36 Priors

36.1 Conjugate Priors

A conjugate prior is a prior distribution for a data generating distribution so that the posterior distribution is of the same type as the prior.

Conjugate priors are useful for obtaining stratightforward calculations of the posterior.

There is a systematic method for calculating conjugate priors for exponential family distributions.

36.2 Example: Beta-Bernoulli

Suppose \(\boldsymbol{X} | \mu {\; \stackrel{\text{iid}}{\sim}\;}\mbox{Bernoulli}(p)\) and suppose that \(p \sim \mbox{Beta}(\alpha, \beta)\).

\[\begin{align*} f(p | \boldsymbol{x}) & \propto L(p ; \boldsymbol{x}) f(p) \\ & = p^{\sum x_i} (1-p)^{\sum (1-x_i)} p^{\alpha - 1} (1-p)^{\beta-1} \\ & = p^{\alpha - 1 + \sum x_i} (1-p)^{\beta - 1 + \sum (1-x_i)} \\ & \propto \mbox{Beta}(\alpha + \sum x_i, \beta + \sum (1-x_i)) \end{align*}\]

Therefore, \[ {\operatorname{E}}[p | \boldsymbol{x}] = \frac{\alpha + \sum x_i}{\alpha + \beta + n}. \]

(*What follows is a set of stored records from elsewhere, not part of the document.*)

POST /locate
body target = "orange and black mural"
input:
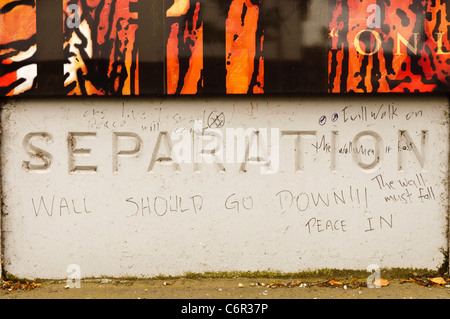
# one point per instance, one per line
(100, 52)
(18, 68)
(389, 46)
(195, 47)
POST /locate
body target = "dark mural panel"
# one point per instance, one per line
(389, 46)
(226, 47)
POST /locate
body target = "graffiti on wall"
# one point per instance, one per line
(370, 46)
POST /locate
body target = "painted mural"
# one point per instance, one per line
(370, 46)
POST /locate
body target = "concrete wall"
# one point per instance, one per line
(118, 187)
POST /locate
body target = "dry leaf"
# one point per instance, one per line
(438, 280)
(333, 281)
(381, 283)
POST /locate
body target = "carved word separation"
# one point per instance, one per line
(219, 146)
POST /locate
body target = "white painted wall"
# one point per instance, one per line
(107, 213)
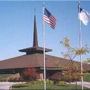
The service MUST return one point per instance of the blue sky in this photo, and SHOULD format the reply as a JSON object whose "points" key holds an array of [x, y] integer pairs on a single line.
{"points": [[16, 26]]}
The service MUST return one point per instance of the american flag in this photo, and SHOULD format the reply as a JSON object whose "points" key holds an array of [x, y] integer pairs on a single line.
{"points": [[49, 18]]}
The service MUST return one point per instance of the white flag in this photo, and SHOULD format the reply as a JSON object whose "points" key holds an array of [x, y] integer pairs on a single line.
{"points": [[84, 16]]}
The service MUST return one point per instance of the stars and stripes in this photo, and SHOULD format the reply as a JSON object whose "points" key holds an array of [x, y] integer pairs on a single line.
{"points": [[49, 18], [83, 15]]}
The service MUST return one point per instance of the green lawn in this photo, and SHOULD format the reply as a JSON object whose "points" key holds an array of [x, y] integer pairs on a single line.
{"points": [[50, 86], [87, 77]]}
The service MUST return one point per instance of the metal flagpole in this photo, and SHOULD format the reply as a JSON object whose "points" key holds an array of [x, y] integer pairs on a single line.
{"points": [[44, 52], [80, 45]]}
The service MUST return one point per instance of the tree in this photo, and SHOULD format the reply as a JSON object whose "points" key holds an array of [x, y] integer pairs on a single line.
{"points": [[73, 73]]}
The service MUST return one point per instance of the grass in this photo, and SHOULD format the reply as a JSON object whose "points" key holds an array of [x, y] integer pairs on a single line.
{"points": [[87, 77], [50, 86]]}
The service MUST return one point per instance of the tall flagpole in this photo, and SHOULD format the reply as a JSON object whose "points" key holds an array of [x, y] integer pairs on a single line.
{"points": [[44, 52], [80, 45]]}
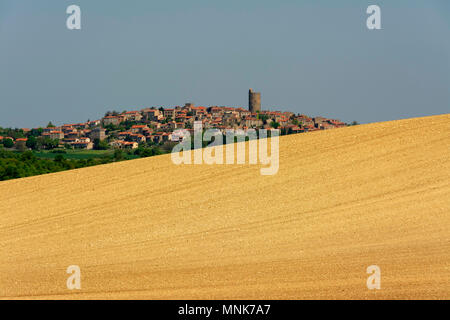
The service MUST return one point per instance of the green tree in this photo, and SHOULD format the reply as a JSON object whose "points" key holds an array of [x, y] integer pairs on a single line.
{"points": [[32, 143], [100, 145], [8, 143]]}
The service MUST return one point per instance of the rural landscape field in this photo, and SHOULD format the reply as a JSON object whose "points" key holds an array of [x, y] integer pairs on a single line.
{"points": [[343, 199]]}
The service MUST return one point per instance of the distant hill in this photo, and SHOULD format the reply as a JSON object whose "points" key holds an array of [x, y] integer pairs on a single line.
{"points": [[343, 200]]}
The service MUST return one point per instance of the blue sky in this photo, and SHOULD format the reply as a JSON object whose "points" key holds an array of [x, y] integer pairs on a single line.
{"points": [[312, 57]]}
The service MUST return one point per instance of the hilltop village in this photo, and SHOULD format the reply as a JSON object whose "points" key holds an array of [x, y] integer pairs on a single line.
{"points": [[150, 126]]}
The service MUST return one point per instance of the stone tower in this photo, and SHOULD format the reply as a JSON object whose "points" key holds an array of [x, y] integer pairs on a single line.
{"points": [[254, 101]]}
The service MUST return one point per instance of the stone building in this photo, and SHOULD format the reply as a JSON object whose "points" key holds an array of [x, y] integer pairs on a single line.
{"points": [[254, 101]]}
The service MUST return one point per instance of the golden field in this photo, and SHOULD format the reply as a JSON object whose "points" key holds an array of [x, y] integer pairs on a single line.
{"points": [[343, 200]]}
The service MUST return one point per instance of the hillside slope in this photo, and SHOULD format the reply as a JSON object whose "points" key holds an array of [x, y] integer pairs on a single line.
{"points": [[342, 200]]}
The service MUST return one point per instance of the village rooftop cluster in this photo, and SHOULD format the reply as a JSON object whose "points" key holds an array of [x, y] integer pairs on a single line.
{"points": [[130, 129]]}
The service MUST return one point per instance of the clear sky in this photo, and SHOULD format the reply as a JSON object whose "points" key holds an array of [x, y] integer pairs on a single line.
{"points": [[312, 57]]}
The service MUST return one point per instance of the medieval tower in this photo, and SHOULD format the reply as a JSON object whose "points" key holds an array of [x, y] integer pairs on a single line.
{"points": [[254, 101]]}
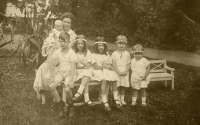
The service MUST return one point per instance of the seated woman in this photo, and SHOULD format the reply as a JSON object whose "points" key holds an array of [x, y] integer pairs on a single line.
{"points": [[83, 68]]}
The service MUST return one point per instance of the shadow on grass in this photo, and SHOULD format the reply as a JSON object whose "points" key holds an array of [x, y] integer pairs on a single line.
{"points": [[19, 105]]}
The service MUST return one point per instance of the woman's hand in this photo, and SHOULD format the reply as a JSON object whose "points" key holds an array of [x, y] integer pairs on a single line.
{"points": [[109, 67], [71, 85]]}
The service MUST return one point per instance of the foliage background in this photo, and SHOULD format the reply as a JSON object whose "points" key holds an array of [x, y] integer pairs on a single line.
{"points": [[154, 23]]}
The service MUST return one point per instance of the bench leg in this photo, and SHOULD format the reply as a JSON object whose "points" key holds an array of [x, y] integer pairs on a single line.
{"points": [[173, 84], [166, 83], [43, 99], [64, 95]]}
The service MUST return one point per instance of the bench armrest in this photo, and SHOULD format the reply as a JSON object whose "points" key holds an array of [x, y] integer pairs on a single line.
{"points": [[169, 68]]}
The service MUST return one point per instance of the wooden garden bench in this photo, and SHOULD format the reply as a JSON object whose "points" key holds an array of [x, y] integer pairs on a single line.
{"points": [[91, 83], [161, 72]]}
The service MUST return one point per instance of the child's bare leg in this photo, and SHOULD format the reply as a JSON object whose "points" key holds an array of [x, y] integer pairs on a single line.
{"points": [[143, 95], [69, 95], [115, 95], [55, 94], [88, 102], [122, 95], [134, 98], [104, 95], [84, 82]]}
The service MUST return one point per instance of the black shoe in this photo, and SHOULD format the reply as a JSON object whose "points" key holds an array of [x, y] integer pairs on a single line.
{"points": [[77, 98], [107, 108], [54, 107], [42, 91], [117, 104], [71, 111], [90, 103]]}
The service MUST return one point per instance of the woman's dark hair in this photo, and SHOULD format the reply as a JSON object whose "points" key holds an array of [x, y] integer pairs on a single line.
{"points": [[105, 51], [64, 36], [68, 15], [85, 48]]}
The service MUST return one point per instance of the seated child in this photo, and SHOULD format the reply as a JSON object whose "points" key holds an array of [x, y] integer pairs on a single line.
{"points": [[140, 67], [65, 58]]}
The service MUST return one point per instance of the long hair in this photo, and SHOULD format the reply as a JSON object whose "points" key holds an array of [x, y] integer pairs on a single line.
{"points": [[64, 36], [70, 16], [85, 48], [105, 51]]}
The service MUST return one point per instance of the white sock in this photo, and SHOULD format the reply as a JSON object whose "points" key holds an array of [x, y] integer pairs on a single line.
{"points": [[115, 94], [134, 99], [81, 88], [86, 97], [122, 98], [143, 99], [104, 100]]}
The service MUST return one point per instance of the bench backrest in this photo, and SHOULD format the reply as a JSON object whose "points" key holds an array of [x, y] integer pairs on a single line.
{"points": [[157, 66]]}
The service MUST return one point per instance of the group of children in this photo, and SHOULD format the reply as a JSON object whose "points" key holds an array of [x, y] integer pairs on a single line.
{"points": [[69, 64]]}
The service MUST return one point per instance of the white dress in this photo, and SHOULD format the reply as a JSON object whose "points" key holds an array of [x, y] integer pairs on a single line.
{"points": [[43, 77], [122, 60], [138, 68], [104, 74], [80, 73], [72, 38]]}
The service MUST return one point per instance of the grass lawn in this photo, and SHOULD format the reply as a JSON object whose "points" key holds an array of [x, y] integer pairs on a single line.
{"points": [[19, 105]]}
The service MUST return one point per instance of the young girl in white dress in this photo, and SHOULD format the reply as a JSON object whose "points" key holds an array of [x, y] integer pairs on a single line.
{"points": [[103, 71], [140, 67], [51, 44], [83, 68], [64, 58], [121, 63]]}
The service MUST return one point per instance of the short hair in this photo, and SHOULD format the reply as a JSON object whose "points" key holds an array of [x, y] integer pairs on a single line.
{"points": [[64, 36], [68, 15], [58, 21], [138, 47], [85, 48], [121, 38], [105, 51]]}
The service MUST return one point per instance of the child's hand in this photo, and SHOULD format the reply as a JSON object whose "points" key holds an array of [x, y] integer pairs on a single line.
{"points": [[143, 78], [71, 85], [109, 67], [87, 66], [121, 74]]}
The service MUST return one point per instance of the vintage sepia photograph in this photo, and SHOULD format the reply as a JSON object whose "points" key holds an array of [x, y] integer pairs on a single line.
{"points": [[99, 62]]}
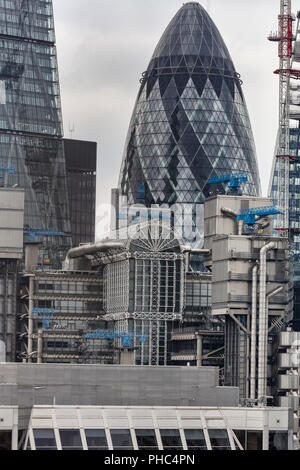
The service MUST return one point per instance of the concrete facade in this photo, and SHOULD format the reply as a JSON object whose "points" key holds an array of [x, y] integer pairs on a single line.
{"points": [[65, 384]]}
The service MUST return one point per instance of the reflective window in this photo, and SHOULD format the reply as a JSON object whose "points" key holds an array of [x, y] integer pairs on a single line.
{"points": [[121, 439], [278, 440], [96, 439], [171, 439], [195, 439], [219, 439], [70, 439], [5, 440], [146, 439], [44, 439], [254, 440]]}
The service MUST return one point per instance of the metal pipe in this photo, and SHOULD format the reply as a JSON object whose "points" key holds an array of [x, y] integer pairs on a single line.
{"points": [[199, 349], [91, 249], [30, 320], [269, 296], [253, 333], [40, 347], [262, 368]]}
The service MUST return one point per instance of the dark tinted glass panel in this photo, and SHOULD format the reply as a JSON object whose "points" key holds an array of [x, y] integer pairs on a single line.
{"points": [[96, 439], [171, 439], [121, 439], [5, 440], [146, 438], [44, 439], [241, 436], [254, 440], [70, 439], [278, 440], [195, 439], [219, 439]]}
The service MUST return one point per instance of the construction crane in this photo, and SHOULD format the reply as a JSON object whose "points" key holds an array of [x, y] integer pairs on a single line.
{"points": [[9, 170], [33, 232], [251, 217], [281, 163], [125, 336], [234, 181]]}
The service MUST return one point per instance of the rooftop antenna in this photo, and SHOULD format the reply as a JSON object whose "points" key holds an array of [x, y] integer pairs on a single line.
{"points": [[71, 130]]}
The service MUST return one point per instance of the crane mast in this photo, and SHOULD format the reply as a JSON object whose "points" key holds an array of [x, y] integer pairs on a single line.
{"points": [[285, 39]]}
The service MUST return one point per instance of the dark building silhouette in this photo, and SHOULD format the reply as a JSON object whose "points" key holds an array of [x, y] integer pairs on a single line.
{"points": [[81, 160], [190, 122]]}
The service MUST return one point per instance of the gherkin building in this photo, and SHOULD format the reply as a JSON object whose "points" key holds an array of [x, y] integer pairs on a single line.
{"points": [[190, 123]]}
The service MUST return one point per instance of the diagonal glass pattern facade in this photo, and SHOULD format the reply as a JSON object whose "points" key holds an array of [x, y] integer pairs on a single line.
{"points": [[30, 121], [190, 121]]}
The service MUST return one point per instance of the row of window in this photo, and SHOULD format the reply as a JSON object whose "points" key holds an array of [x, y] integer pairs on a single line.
{"points": [[122, 439]]}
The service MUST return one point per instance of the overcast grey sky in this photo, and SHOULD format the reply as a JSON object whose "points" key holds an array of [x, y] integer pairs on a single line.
{"points": [[104, 46]]}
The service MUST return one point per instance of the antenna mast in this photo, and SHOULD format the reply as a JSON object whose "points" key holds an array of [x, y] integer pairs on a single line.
{"points": [[285, 39]]}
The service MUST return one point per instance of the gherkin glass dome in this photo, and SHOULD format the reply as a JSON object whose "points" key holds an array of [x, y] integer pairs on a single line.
{"points": [[190, 121]]}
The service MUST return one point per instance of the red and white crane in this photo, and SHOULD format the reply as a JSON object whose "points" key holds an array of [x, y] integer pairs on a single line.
{"points": [[281, 163]]}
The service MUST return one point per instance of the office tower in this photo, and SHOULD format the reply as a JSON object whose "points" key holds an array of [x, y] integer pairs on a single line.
{"points": [[189, 123], [81, 157], [31, 124]]}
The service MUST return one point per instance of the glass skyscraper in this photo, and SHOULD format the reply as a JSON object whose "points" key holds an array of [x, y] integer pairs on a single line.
{"points": [[189, 123], [30, 121], [294, 215]]}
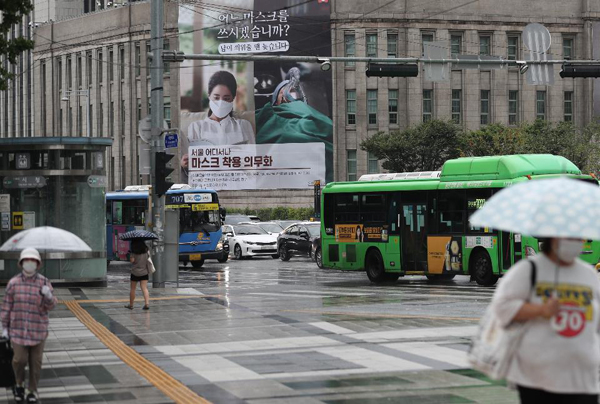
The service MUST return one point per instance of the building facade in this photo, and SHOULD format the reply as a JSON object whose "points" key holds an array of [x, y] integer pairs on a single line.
{"points": [[472, 98]]}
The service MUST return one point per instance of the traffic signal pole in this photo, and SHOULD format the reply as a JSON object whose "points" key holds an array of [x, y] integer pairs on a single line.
{"points": [[156, 99]]}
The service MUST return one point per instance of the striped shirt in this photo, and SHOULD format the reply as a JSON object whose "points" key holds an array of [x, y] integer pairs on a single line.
{"points": [[25, 311]]}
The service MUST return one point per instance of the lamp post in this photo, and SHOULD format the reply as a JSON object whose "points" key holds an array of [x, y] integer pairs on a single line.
{"points": [[66, 97]]}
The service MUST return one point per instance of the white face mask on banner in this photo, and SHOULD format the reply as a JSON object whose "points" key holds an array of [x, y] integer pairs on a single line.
{"points": [[29, 268], [221, 108], [568, 250]]}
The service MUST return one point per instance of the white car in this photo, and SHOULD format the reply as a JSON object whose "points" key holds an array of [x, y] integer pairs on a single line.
{"points": [[249, 240]]}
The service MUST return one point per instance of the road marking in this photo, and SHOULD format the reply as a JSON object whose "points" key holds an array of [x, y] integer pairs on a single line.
{"points": [[163, 381], [378, 315]]}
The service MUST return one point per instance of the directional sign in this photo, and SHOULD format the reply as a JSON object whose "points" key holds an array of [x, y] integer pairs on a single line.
{"points": [[171, 140]]}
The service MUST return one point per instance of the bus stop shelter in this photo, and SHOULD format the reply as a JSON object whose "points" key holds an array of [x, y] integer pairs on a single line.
{"points": [[59, 182]]}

36.3 Example: Normal-Normal

Suppose \(\boldsymbol{X} | \mu {\; \stackrel{\text{iid}}{\sim}\;}\mbox{Normal}(\mu, \sigma^2)\), where \(\sigma^2\) is known, and suppose that \(\mu \sim \mbox{Normal}(a, b^2)\).

Then it can be shown that \(\mu | \boldsymbol{x} \sim \mbox{Normal}({\operatorname{E}}[\mu | \boldsymbol{x}], {\operatorname{Var}}(\mu | \boldsymbol{x}))\) where

\[ {\operatorname{E}}[\mu | \boldsymbol{x}] = \frac{b^2}{\frac{\sigma^2}{n} + b^2} \overline{x} + \frac{\frac{\sigma^2}{n}}{\frac{\sigma^2}{n} + b^2} a \]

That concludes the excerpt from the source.